La retromarcia dell’esecutivo rappresenta un segnale positivo per il mondo delle imprese, in particolare per quelle artigiane che, negli ultimi mesi, avevano espresso forte preoccupazione per il rischio di un ridimensionamento degli interventi e per l’incertezza generata su investimenti già programmati.

Il presidente di Confartigianato Imprese Lecce Luigi Derniolo sottolinea l’importanza della decisione ma richiama l’attenzione sulla necessità di chiarire rapidamente gli aspetti attuativi:

«Nell’ultimo periodo si era creata preoccupazione, soprattutto tra chi aveva già programmato investimenti contando su questa misura. Ora diventa fondamentale comprendere gli sviluppi, capire in che direzione andranno e come verranno utilizzati e ripartiti i fondi confermati».

Derniolo evidenzia inoltre come Transizione 5.0 rappresenti un’opportunità rilevante per il comparto artigiano, ma non sufficiente da sola a risolvere le criticità del sistema: «Siamo dinanzi a misure di rilievo fondamentale per lo sviluppo dell’artigianato, ma le imprese affrontano quotidianamente problematiche importanti, a partire dall’aumento dei costi dell’energia e delle materie prime, fortemente condizionati dalle tensioni internazionali».

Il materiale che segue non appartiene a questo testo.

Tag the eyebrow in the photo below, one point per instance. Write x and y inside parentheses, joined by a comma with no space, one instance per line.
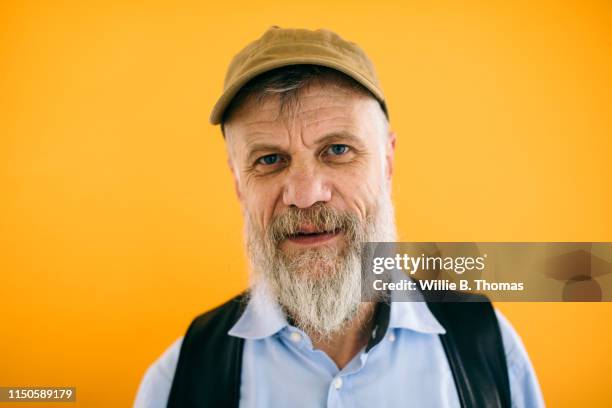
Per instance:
(330,138)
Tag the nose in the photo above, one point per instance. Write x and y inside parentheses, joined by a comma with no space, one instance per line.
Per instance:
(305,186)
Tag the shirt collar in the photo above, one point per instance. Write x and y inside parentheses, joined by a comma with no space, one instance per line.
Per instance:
(263,318)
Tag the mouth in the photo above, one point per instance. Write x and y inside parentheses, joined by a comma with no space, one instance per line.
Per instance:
(308,235)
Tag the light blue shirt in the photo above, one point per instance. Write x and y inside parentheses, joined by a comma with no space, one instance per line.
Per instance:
(408,367)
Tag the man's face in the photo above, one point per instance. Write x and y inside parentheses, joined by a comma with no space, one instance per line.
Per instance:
(313,182)
(331,148)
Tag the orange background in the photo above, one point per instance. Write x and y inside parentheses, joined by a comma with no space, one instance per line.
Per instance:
(118,221)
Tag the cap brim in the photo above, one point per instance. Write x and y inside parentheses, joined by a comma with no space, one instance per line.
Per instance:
(223,102)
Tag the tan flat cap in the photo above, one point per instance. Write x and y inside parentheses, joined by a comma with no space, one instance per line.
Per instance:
(279,47)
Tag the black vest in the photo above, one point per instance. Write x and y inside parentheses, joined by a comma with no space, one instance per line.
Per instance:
(208,371)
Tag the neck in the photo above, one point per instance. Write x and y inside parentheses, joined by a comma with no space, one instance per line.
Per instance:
(347,342)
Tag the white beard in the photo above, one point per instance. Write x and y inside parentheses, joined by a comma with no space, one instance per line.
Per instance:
(319,288)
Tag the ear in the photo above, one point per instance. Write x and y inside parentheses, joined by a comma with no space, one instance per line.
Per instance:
(390,154)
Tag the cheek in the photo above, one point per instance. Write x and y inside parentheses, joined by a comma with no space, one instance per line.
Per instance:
(358,187)
(260,201)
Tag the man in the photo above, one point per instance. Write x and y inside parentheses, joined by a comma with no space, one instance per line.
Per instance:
(310,149)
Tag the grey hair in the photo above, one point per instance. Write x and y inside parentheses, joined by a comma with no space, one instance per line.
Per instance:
(287,82)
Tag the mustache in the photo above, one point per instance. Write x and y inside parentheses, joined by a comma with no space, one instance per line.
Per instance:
(320,217)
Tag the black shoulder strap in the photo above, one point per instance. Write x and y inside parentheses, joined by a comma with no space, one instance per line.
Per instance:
(208,371)
(474,348)
(210,361)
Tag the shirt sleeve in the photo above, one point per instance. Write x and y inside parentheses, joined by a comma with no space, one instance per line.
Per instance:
(524,388)
(155,385)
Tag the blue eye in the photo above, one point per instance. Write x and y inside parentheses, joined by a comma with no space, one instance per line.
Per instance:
(269,159)
(338,149)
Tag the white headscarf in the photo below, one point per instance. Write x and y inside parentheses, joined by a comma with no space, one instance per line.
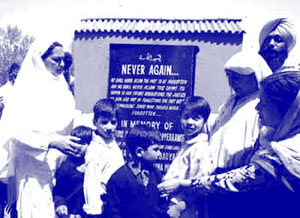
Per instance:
(40,102)
(286,29)
(246,62)
(285,143)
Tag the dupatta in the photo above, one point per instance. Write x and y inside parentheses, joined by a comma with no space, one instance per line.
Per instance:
(39,106)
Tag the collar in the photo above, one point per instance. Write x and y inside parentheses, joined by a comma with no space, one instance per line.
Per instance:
(97,138)
(142,176)
(199,137)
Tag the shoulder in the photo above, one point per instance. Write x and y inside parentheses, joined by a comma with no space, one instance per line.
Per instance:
(121,174)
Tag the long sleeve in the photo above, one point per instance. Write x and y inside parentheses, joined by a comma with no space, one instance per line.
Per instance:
(113,200)
(242,179)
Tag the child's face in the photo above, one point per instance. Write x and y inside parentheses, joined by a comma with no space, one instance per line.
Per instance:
(152,153)
(191,124)
(106,126)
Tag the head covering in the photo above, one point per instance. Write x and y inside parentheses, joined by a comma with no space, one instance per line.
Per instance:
(285,142)
(39,102)
(285,28)
(246,62)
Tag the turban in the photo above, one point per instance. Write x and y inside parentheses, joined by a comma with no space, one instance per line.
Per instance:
(285,28)
(246,63)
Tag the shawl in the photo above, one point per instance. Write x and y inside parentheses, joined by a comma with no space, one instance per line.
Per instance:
(235,130)
(243,63)
(285,28)
(40,105)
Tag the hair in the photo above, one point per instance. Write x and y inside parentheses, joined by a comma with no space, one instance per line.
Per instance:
(48,52)
(13,67)
(106,108)
(68,61)
(141,136)
(196,105)
(84,133)
(282,88)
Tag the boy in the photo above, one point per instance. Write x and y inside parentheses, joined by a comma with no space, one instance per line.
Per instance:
(132,189)
(68,191)
(193,160)
(103,157)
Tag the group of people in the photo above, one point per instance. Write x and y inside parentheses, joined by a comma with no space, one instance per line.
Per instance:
(245,164)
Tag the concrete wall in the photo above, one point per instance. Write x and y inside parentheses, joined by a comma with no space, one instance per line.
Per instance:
(91,59)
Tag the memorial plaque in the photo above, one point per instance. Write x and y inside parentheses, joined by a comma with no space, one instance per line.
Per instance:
(149,82)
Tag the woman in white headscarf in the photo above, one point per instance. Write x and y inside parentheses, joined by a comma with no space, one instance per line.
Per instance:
(277,38)
(235,130)
(34,128)
(271,178)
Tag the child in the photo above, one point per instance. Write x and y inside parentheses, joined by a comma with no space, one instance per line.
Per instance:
(103,156)
(68,192)
(193,160)
(132,189)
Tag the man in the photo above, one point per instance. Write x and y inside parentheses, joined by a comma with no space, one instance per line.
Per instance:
(277,38)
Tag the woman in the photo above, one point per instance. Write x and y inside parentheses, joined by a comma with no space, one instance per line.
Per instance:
(38,117)
(234,132)
(272,176)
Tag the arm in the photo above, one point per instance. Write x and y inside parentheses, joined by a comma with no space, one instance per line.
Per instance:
(113,200)
(59,195)
(36,144)
(242,179)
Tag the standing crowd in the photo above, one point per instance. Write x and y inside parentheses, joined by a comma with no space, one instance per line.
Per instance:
(245,163)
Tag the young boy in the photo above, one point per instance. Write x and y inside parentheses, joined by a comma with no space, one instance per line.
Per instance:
(132,189)
(68,191)
(193,160)
(103,157)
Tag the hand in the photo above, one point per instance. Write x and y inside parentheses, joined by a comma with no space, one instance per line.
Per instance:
(66,145)
(62,210)
(266,134)
(170,186)
(175,210)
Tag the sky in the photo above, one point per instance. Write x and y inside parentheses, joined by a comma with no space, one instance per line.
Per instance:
(60,18)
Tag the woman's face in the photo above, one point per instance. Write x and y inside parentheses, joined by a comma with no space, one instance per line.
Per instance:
(242,85)
(54,62)
(274,44)
(269,111)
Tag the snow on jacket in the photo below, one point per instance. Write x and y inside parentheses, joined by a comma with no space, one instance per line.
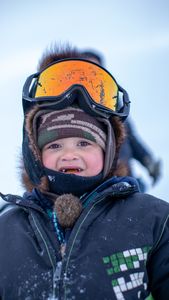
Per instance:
(118,248)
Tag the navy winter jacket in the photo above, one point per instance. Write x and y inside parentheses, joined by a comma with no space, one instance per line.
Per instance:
(118,249)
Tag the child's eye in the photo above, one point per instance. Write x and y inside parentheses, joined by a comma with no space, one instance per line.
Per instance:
(54,146)
(83,143)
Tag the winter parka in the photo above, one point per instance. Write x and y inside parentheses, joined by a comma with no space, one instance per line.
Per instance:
(117,249)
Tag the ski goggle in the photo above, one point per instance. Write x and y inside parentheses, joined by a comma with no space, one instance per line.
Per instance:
(63,79)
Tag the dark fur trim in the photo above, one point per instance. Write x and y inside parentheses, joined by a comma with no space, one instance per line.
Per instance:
(68,209)
(53,54)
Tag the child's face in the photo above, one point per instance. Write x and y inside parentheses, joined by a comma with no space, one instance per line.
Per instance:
(73,155)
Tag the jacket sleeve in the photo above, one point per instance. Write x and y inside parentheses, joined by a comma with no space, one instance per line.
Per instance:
(158,264)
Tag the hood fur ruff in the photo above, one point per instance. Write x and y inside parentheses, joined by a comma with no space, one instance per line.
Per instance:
(52,55)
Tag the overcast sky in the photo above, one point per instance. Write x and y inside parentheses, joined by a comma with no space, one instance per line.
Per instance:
(133,35)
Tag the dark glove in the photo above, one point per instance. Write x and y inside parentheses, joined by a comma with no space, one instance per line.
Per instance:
(154,168)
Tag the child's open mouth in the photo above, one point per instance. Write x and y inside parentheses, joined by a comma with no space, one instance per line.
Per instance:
(71,170)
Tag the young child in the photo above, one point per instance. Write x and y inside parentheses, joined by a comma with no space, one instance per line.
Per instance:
(79,231)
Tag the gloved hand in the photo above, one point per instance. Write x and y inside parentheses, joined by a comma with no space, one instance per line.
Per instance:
(154,168)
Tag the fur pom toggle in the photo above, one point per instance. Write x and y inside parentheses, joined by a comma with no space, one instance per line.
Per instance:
(68,209)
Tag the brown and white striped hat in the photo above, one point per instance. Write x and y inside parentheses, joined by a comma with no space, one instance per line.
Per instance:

Confartigianato Lecce ribadisce quindi la necessità di garantire tempi certi, chiarezza nelle modalità operative e una distribuzione efficace delle risorse, affinché le imprese possano pianificare con sicurezza i propri investimenti e contribuire concretamente alla crescita e alla competitività del territorio.

In questa fase diventa essenziale accompagnare le misure con politiche strutturali capaci di sostenere il sistema produttivo, rafforzando la resilienza delle imprese artigiane e valorizzandone il ruolo centrale nello sviluppo economico locale.